Ermittlungen konzentrieren sich auf den IS

Ankara: Tausende Menschen demonstrierten am Tag nach dem schwersten Anschlag der türkischen Geschichte gegen die Regierung.
Die Polizei geht von Täterschaft der Terrormiliz aus – Kurden geben dem Staat Mitschuld.

Der Staat ist ein Mörder" – dieser Vorwurf bestimmt nach dem katastrophalen Anschlag von Ankara die Diskussion in der Türkei. Nach dem Tod von mindestens 97 Menschen bei dem Doppel-Selbstmordanschlag auf eine regierungskritische Friedenskundgebung in der türkischen Hauptstadt ist diese Parole bei vielen Protestdemonstrationen im Land zu hören. Die Polizei ist offenbar überzeugt, dass Anhänger der Terrormiliz Islamischer Staat (IS) das Massaker verübten.
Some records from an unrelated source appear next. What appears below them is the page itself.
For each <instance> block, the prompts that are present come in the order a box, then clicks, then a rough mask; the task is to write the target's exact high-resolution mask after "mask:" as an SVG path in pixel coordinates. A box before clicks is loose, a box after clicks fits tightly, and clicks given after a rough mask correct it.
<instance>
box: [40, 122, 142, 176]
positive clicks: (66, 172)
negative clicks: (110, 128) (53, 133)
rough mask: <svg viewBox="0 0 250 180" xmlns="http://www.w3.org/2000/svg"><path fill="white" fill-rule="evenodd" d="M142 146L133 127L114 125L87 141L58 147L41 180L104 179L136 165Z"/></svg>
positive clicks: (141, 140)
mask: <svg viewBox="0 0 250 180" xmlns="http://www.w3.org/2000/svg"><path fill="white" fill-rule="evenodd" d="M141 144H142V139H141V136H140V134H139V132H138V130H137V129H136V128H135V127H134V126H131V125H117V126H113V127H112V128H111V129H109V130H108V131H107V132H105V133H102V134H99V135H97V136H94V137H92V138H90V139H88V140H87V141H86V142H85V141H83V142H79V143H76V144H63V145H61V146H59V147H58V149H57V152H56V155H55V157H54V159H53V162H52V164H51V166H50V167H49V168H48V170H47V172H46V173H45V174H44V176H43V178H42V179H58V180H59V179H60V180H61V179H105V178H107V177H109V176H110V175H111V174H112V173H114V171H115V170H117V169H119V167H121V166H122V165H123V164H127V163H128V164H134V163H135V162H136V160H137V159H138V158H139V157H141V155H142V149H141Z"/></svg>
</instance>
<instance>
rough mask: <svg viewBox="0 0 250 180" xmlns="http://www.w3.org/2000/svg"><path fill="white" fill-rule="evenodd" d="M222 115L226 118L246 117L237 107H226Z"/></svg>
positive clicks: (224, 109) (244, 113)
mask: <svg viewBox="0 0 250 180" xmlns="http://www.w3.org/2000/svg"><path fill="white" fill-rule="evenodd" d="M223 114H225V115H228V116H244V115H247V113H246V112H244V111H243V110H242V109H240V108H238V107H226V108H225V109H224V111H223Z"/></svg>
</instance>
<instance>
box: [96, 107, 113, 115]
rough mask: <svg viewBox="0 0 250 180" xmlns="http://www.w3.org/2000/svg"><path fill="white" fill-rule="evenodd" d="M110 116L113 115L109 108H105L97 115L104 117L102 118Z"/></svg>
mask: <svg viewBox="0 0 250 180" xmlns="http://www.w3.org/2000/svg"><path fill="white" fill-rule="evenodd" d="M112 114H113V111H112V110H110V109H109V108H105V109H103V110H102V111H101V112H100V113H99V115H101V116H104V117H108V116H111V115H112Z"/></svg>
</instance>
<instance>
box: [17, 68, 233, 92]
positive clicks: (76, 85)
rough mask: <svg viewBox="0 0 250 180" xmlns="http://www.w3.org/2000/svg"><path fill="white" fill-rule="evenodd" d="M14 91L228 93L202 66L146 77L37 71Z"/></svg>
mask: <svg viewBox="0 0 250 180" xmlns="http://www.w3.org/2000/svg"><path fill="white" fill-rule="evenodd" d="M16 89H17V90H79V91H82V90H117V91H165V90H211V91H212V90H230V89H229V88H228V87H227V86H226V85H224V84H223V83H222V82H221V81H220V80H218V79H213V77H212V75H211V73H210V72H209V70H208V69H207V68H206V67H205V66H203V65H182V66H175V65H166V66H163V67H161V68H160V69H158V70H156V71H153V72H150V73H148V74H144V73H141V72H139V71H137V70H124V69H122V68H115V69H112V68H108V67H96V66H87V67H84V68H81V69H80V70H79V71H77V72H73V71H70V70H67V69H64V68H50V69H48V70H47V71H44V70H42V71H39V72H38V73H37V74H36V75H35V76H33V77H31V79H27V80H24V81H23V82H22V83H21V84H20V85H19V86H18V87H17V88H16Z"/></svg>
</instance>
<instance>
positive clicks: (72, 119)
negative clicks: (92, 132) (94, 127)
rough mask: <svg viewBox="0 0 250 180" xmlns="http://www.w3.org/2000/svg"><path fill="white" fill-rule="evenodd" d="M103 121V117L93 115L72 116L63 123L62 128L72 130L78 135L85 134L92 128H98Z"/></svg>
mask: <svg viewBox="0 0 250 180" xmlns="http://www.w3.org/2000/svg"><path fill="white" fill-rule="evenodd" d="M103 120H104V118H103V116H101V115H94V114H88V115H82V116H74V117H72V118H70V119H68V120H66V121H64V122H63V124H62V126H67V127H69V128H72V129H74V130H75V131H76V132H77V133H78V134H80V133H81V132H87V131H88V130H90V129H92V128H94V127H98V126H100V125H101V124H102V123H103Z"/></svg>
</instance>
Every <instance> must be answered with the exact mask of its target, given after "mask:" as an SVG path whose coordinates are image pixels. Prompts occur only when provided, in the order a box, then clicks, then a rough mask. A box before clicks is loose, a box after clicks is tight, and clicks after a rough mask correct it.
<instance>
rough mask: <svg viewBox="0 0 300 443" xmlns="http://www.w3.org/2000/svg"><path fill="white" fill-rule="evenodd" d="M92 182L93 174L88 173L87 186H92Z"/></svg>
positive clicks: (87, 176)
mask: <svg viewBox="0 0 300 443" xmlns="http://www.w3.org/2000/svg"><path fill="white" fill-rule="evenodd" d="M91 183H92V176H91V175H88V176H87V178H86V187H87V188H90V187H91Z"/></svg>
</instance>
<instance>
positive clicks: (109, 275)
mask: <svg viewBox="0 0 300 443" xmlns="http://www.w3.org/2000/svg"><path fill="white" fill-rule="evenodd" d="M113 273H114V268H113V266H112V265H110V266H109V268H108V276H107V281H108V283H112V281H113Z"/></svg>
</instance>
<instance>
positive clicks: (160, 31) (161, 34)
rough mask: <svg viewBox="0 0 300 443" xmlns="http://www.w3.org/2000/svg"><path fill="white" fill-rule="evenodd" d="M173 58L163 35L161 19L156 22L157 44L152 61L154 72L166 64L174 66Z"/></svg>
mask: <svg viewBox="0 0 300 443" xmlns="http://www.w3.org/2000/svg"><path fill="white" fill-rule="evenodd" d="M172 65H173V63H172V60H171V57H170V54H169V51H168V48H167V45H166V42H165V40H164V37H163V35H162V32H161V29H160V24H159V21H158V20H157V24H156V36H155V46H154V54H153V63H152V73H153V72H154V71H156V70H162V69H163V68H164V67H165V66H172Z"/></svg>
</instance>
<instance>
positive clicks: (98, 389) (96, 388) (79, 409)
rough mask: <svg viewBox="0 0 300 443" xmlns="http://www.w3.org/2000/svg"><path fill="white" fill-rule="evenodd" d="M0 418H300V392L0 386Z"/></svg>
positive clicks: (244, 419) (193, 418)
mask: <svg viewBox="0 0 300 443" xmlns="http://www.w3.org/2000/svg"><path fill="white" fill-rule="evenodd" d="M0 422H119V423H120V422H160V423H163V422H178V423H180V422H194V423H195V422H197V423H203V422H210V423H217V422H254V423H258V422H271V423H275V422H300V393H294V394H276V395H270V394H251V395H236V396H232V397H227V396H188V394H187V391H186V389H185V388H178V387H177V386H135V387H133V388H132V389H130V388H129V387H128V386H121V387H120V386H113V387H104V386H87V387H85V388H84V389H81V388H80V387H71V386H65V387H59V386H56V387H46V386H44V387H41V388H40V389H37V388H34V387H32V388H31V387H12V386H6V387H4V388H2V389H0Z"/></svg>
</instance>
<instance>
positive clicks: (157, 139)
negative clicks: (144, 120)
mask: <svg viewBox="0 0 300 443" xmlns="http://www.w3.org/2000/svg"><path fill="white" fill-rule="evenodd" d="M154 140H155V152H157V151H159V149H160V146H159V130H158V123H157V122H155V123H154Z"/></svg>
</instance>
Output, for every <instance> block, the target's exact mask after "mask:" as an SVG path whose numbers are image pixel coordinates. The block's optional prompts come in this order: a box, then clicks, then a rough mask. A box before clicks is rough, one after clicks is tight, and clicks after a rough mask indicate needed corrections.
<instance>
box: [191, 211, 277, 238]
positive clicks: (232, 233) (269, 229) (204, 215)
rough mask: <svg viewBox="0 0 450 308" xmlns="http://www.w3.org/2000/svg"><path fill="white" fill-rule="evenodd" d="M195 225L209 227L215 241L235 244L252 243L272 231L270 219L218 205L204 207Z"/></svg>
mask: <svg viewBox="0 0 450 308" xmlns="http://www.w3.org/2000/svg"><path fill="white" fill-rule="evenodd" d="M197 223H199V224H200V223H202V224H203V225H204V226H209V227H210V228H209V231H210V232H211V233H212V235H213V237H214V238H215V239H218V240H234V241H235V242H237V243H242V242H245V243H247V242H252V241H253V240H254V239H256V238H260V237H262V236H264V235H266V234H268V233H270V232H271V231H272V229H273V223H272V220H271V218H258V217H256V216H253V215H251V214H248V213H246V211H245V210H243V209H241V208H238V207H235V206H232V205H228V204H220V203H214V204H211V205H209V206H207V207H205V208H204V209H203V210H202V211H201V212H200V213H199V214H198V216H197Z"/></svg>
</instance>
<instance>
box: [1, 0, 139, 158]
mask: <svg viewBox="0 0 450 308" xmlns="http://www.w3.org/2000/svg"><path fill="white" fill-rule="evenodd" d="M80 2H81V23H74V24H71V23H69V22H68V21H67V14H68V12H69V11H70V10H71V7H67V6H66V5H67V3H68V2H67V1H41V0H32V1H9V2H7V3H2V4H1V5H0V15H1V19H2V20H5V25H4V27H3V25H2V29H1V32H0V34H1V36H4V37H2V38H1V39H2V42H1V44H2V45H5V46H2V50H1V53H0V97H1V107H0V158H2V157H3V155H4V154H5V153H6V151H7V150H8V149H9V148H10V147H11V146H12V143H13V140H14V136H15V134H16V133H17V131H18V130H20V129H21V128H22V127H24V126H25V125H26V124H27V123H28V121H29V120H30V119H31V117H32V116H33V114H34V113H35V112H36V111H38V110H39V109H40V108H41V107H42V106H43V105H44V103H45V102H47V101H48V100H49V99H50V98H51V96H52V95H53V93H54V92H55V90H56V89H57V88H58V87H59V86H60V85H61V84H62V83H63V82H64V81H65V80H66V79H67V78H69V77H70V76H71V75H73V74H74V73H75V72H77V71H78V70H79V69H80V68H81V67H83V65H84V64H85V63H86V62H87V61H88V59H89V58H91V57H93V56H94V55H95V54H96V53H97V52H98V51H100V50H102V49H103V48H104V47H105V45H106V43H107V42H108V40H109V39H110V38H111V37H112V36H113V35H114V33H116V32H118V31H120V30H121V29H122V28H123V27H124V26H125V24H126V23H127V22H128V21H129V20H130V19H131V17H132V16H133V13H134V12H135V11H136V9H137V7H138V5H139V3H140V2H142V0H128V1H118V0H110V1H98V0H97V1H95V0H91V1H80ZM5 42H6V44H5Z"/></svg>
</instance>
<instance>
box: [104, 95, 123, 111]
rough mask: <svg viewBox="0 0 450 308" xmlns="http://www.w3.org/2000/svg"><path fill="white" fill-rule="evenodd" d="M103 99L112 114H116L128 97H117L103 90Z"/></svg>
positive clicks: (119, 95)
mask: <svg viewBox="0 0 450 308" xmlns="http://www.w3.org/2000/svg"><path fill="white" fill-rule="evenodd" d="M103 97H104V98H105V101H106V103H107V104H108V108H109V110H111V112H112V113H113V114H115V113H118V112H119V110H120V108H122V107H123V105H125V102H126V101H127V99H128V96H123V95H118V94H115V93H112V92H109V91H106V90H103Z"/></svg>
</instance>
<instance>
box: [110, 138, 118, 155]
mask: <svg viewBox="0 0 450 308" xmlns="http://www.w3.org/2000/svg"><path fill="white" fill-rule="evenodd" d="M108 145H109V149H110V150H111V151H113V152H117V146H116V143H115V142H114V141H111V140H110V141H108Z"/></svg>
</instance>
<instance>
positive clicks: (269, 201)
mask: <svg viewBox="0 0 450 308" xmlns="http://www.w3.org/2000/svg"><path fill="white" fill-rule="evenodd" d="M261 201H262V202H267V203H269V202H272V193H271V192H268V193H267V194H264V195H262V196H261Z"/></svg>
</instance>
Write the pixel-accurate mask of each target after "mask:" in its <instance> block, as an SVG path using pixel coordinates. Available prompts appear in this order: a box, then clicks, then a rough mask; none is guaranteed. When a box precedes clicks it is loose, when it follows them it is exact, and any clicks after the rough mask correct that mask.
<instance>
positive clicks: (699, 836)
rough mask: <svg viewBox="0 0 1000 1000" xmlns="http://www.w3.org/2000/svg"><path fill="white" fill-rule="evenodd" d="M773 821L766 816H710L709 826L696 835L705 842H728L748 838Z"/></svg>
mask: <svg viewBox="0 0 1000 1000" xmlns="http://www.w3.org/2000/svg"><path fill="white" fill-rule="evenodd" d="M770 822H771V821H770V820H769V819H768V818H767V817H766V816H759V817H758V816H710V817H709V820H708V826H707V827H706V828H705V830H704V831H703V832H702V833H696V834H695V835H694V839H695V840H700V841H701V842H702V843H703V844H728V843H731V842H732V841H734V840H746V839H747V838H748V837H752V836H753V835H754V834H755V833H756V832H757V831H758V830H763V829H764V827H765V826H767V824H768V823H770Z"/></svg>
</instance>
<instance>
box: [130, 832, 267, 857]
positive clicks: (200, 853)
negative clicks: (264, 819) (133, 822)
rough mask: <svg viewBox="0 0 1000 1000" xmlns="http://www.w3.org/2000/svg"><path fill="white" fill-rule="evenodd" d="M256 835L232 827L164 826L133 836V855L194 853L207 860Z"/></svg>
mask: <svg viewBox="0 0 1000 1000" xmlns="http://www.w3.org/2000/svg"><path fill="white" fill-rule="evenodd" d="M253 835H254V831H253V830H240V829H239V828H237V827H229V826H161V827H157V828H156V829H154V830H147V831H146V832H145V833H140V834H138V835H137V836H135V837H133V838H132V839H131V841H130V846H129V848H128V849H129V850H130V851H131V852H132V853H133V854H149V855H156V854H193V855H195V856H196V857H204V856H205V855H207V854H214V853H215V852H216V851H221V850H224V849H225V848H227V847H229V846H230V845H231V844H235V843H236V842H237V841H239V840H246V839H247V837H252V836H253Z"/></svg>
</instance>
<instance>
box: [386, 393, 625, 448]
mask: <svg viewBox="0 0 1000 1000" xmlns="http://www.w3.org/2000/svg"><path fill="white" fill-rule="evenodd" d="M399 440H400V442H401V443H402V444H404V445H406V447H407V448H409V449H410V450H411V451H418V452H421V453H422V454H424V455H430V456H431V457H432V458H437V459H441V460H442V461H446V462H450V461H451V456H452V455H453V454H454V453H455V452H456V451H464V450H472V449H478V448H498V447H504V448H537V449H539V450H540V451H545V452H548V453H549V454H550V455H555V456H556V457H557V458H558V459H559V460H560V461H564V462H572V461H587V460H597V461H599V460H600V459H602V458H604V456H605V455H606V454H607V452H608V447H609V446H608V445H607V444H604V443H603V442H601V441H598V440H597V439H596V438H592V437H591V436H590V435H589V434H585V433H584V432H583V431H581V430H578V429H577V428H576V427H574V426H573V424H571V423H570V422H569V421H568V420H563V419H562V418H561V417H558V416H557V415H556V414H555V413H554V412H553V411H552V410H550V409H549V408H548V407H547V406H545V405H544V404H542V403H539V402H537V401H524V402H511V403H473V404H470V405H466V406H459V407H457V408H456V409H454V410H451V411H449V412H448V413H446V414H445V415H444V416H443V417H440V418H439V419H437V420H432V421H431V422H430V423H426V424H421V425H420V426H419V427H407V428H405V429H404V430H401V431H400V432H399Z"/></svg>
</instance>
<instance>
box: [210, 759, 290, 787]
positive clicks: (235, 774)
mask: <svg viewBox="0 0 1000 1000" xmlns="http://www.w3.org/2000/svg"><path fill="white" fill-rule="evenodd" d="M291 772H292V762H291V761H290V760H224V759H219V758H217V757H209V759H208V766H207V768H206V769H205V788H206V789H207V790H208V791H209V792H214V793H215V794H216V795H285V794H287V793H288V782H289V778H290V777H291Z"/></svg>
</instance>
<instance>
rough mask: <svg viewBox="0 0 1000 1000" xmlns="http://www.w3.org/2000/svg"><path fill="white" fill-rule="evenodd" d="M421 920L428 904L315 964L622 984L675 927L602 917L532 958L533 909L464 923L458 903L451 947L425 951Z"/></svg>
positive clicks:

Die legale Kurdenpartei HDP geht nach den Worten ihres Vorsitzenden Selahattin Demirtas von 128 Toten aus; die ersten Opfer wurden am Sonntag beigesetzt. "Das war ein Angriff des Staates auf das Volk", sagte er und fügte hinzu: "Ihr seid Mörder. An euren Händen klebt Blut. " Die Verantwortlichen würden zur Rechenschaft gezogen, sagte Demirtas – "der Tag ist nah." Damit meinte er die türkische Parlamentswahl vom 1. November. Kurdenpolitiker werfen dem türkischen Staat vor, mit Extremisten wie dem IS zu paktieren, um Druck auf die Kurden zu machen.

Selbstmordattentäter

Bestätigt fühlen sich die Regierungskritiker durch erste Ermittlungsergebnisse in Ankara. Demnach glichen die – offenbar von einem jungen Mann und einer Frau – gezündeten Sprengsätze jener Bombe, die Ende Juli in der Stadt Suruc an der syrischen Grenze mehr als 30 kurdische und linke Aktivisten tötete.

Damals machte die türkische Regierung den IS für die Bluttat verantwortlich. Nun soll einer der beiden Selbstmordattentäter von Ankara der Bruder des Attentäters von Suruc gewesen sein. Zeugen wollen zudem unmittelbar vor der Explosion der ersten Bombe auf dem Platz vor dem Ankaraner Bahnhof den arabischen Ruf "Allahu akbar" – Gott ist groß – gehört haben. Kurden haben den Verdacht, dass sich der Staat der Extremisten des IS bedient, um einen schmutzigen Krieg zu führen.

Lagerdenken

Eine unabhängige Aufklärung der Vorwürfe ist unwahrscheinlich. Die türkische Gesellschaft ist stark polarisiert, und als Folge dieses alles durchdringenden Lagerdenkens ist eine kritische Beleuchtung der Mängel der Sicherheitsbehörden unmöglich. Jedes Eingeständnis eines Fehlers würde als Niederlage gewertet und wird deshalb vermieden. So kommt es, dass in der Türkei weder nach dem Grubenunglück von Soma mit 300 Toten noch nach dem Anschlag von Ankara auch nur ein verantwortlicher Politiker den Hut genommen hat: Ein Rücktritt wäre ein Schuldeingeständnis.

Jenseits der Frage, ob der Staat in den Anschlag von Ankara verwickelt war, ist aus Sicht von Beobachtern jetzt deutlicher als je zuvor, dass die Türkei mehr und mehr vom Syrien-Konflikt erfasst wird. Einige Experten gehen davon aus, dass der IS in Ankara zuschlug, um die als "Ungläubige" betrachteten Kurden und Linken zu treffen. Der Krieg zwischen dem IS und den Kurden in Syrien greife immer mehr auf die Türkei über, schreibt der Islam-Experte Mustafa Akyol.

Auch in der türkischen Führung wird diese Gefahr gesehen. Die Türkei werde alleine nicht mehr mit der Lage in Syrien fertig, sagte ein hochrangiger Regierungsvertreter. EU, NATO und der Westen insgesamt müssten etwas tun und Verantwortung übernehmen. Insbesondere seit dem Beginn des russischen Militäreinsatzes aufseiten der syrischen Regierung ist man in Ankara überzeugt, dass die ganze Weltgegend vor sehr schwierigen Zeiten steht. Für die türkische Politik in Nahost, die Lage in der Region insgesamt, aber auch für Probleme wie den Kurdenkonflikt in der Türkei selbst habe sich der Krieg in Syrien wie ein Fluch ausgewirkt, sagte der Regierungsvertreter: "Syrien hat alles vergiftet."